Conversational context: The current implementation treats each question independently. Real chat requires maintaining conversation history and using previous questions as context for better responses.
Proper vector storage: While JSON files are perfect for getting started, production systems should use something like PostgreSQL with pgvector for scalability, concurrent access, and proper indexing.
Similarity threshold tuning: Requires domain-specific experimentation with real user queries
User query optimization: Users don’t always know how to ask good questions
Response streaming: Better perceived performance for longer responses
Cost optimization: Embedding API calls can add up at scale

The Bigger Picture

This experience reinforced something I’ve been seeing across AI development: the barrier to entry for sophisticated AI applications has dropped dramatically. What would have required weeks of research and custom infrastructure a year ago can now be prototyped in an evening.

The combination of AI-assisted development (TAIA → Cursor workflow) and mature embedding APIs makes RAG genuinely accessible. The complexity isn’t in the implementation anymore - it’s in the tuning and user experience optimization.

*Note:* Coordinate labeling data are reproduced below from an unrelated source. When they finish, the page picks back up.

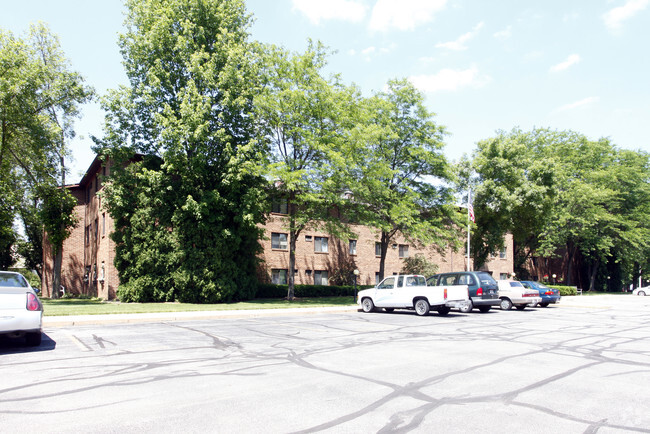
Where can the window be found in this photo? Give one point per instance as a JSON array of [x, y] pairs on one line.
[[353, 247], [279, 277], [321, 277], [449, 279], [388, 283], [279, 206], [320, 244], [279, 241]]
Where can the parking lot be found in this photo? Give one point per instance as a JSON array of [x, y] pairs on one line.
[[581, 366]]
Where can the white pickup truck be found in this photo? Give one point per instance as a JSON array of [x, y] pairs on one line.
[[411, 292]]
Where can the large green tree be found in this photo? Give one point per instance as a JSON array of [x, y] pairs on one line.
[[39, 100], [186, 216], [559, 191], [306, 119], [402, 178]]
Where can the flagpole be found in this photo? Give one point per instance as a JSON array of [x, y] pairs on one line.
[[469, 203]]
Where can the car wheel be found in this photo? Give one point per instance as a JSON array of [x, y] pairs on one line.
[[33, 339], [422, 307], [367, 305], [466, 308]]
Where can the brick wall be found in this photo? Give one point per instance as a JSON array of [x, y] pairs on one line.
[[89, 252]]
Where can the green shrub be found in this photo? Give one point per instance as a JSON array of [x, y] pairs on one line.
[[565, 290]]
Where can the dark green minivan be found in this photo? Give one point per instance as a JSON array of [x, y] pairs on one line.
[[483, 289]]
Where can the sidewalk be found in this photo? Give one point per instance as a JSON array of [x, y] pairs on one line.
[[66, 321]]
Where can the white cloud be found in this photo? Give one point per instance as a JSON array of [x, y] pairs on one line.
[[614, 18], [449, 80], [321, 10], [504, 34], [459, 44], [403, 14], [570, 61], [578, 104]]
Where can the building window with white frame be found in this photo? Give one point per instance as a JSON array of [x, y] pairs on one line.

Next week, I’m applying this to legal document analysis for a client project. Having built this proof of concept, I feel much more confident about tackling domain-specific challenges like precision requirements and specialized terminology.

Key Takeaways

If you’ve been intimidated by RAG implementations, here’s what I wish I’d known sooner:

Embeddings are the secret sauce - forget complex search APIs, vector similarity is where the magic happens
Start stupidly simple - JSON file storage beats database complexity for initial prototyping
Similarity thresholds are model-dependent - budget time for experimentation with your specific embedding model
AI-assisted development workflows are powerful - using one AI to generate prompts for another AI is surprisingly effective
The implementation is the easy part - the real challenge is in conversational context, tuning, and user experience
Plan your production path early - pgvector, conversation history, and streaming responses will be needed sooner than you think

Have you experimented with RAG implementations? I’m particularly curious about similarity threshold tuning with different embedding models, and how you handle conversational context in production systems. The complete proof of concept code is available if you want to try it yourself.